There are so many things that we just take for granted in Canada, and coming out here to live as part of a farming family in Costa Rica really puts that into perspective.

For example, we don’t have any hot water on the farm. The water that comes out of the tap is cold, and that’s just the way it is. If you’re the first person to shower, you’ll get about three seconds of sun-warmed water from the pipe, and then you have a cold shower. Funnily enough, I am ridiculously grateful for that cold shower. It has to be brief, because we conserve water, but that short splash of cold water feels amazing after a hard day’s work. One of the other volunteers brought a sponge, and I thought, “Wow, what luxury! I didn’t think of bringing that!”

Ellen and I each have two outfits here on the farm. We wear one of them for farm work and keep the other outfit relatively clean for our afternoon post-shower adventures.

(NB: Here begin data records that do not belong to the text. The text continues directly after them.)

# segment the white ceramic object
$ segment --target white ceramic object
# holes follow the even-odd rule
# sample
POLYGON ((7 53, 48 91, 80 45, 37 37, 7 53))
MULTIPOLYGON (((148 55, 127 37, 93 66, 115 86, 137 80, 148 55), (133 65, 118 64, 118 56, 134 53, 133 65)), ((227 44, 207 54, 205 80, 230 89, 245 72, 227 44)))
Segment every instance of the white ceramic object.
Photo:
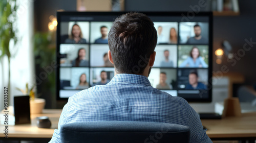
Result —
POLYGON ((36 98, 34 100, 30 100, 30 114, 41 113, 42 109, 46 105, 46 100, 44 99, 36 98))

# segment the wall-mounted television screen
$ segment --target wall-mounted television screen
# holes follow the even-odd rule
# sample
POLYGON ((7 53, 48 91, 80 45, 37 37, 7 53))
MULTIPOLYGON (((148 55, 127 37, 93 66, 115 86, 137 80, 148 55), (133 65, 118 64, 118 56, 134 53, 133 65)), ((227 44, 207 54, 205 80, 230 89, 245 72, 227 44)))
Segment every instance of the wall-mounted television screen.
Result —
MULTIPOLYGON (((115 19, 125 13, 57 12, 58 100, 111 80, 108 34, 115 19)), ((212 13, 142 13, 158 33, 151 85, 189 102, 211 102, 212 13)))

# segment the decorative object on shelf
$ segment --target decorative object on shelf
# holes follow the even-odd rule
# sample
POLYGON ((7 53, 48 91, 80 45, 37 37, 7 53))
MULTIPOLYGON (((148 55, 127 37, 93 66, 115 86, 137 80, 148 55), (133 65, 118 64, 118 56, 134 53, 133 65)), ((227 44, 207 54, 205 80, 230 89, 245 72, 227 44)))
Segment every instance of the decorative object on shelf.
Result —
POLYGON ((33 86, 30 89, 28 87, 28 84, 26 84, 26 89, 23 90, 18 88, 16 88, 18 90, 22 91, 24 95, 29 95, 30 105, 30 114, 37 114, 42 112, 42 109, 45 108, 46 101, 44 99, 35 98, 35 92, 34 88, 35 86, 33 86))
POLYGON ((215 16, 236 16, 240 14, 238 0, 213 0, 211 10, 215 16))
MULTIPOLYGON (((3 72, 2 79, 4 79, 4 69, 8 68, 8 83, 9 94, 10 93, 10 78, 11 67, 10 60, 13 54, 12 54, 10 50, 10 43, 11 41, 14 42, 14 45, 16 45, 18 41, 16 33, 17 32, 17 26, 15 22, 17 19, 16 10, 17 5, 16 0, 1 0, 0 1, 0 62, 2 65, 2 70, 3 72), (4 59, 7 57, 8 59, 8 66, 5 66, 4 59)), ((14 46, 13 47, 17 48, 18 46, 14 46)), ((12 47, 12 51, 16 51, 12 47)), ((2 80, 4 82, 4 80, 2 80)), ((3 83, 4 85, 6 85, 3 83)), ((9 104, 8 100, 8 105, 9 104)))
POLYGON ((222 60, 221 59, 222 57, 222 55, 223 55, 223 50, 219 48, 215 51, 215 55, 217 56, 216 63, 219 64, 221 64, 221 63, 222 62, 222 60))
POLYGON ((124 0, 77 0, 76 10, 78 11, 124 11, 124 0))
POLYGON ((51 20, 48 23, 48 29, 50 31, 56 31, 57 29, 57 25, 58 25, 58 22, 57 21, 57 18, 53 15, 51 15, 49 17, 49 19, 51 20))
POLYGON ((36 117, 36 124, 38 128, 50 128, 52 124, 48 116, 39 116, 36 117))

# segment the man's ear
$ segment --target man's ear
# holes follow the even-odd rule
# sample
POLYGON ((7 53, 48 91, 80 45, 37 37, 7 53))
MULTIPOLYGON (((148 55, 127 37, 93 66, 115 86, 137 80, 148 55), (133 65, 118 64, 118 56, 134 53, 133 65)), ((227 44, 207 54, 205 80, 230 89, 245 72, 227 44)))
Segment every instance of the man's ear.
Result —
POLYGON ((155 59, 156 58, 156 51, 154 51, 153 53, 152 53, 150 55, 150 66, 152 66, 154 65, 154 63, 155 62, 155 59))
POLYGON ((112 56, 111 56, 111 53, 110 52, 110 50, 109 50, 109 52, 108 52, 108 55, 109 56, 109 60, 110 62, 114 64, 114 62, 113 62, 112 56))

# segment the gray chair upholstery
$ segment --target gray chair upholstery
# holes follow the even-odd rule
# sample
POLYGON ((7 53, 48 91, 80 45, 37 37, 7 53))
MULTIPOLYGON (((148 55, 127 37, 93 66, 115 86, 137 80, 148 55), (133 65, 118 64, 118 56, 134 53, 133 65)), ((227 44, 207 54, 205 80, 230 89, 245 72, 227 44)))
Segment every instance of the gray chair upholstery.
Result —
POLYGON ((61 142, 189 142, 189 128, 180 125, 104 121, 75 123, 60 129, 61 142))

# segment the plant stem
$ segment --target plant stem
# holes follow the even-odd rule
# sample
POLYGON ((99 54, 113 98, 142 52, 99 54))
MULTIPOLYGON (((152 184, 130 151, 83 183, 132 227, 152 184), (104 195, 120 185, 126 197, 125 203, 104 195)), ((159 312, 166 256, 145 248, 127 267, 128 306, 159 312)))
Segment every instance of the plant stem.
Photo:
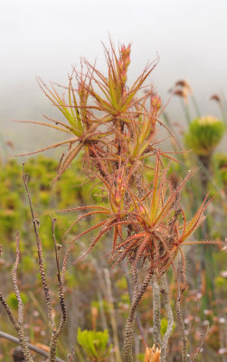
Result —
POLYGON ((137 309, 147 288, 150 283, 152 277, 153 277, 153 270, 149 268, 147 272, 144 281, 137 296, 135 296, 135 298, 133 298, 132 300, 133 301, 131 304, 129 315, 125 329, 124 349, 123 349, 125 362, 133 362, 132 344, 133 344, 133 332, 134 332, 134 324, 135 324, 137 309))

We have a few other items of clothing – I keep one dress as pyjamas – but they mostly stay in our backpacks. I loving living this simply and paring down my life into basic pleasures like changing into my clean dress for the afternoon.

Another basic source of much pleasure is food. The family does buy some staples, but much of the food we eat is grown on the farm. This means that if the bananas aren’t ripe, we’re not eating bananas. If sweet potatoes are ripe, then sweet potatoes are what’s for dinner. It’s a great way to live! There are ripe oranges falling off the trees, so Ellen and I made orange juice and experimented with making orange wine. I think we appreciate the food so much more because it’s in season and we’ve worked to grow it and waited to harvest it.

Consider meat, as well. In Canada, when
we’re planning dinner, we pick our meat, and then choose a starch to go along with it, and then a vegetable side dish. Here, if there’s any meat in a meal at all, it’s more of an afterthought. The dinner planning process consists of deciding how to serve the rice, how to serve the beans, and what to serve alongside them based on what foods we have available. I don’t miss the meat in the meals here, but I do enjoy the tiny taste of it I get every once in a while.

Living here reminds us to appreciate all the little pleasures in life. I take the time to watch butterflies visit the flowers and see the birds perching on the fences. We stop to look at the worms in the garden and the ants crossing the path. The bathroom has a composting toilet with a view of the cow pasture and mountains, with hummingbirds darting past and toads hopping by.

And every day, Ellen and I look at each other and say, “What an amazing place. I’m glad we’re here.”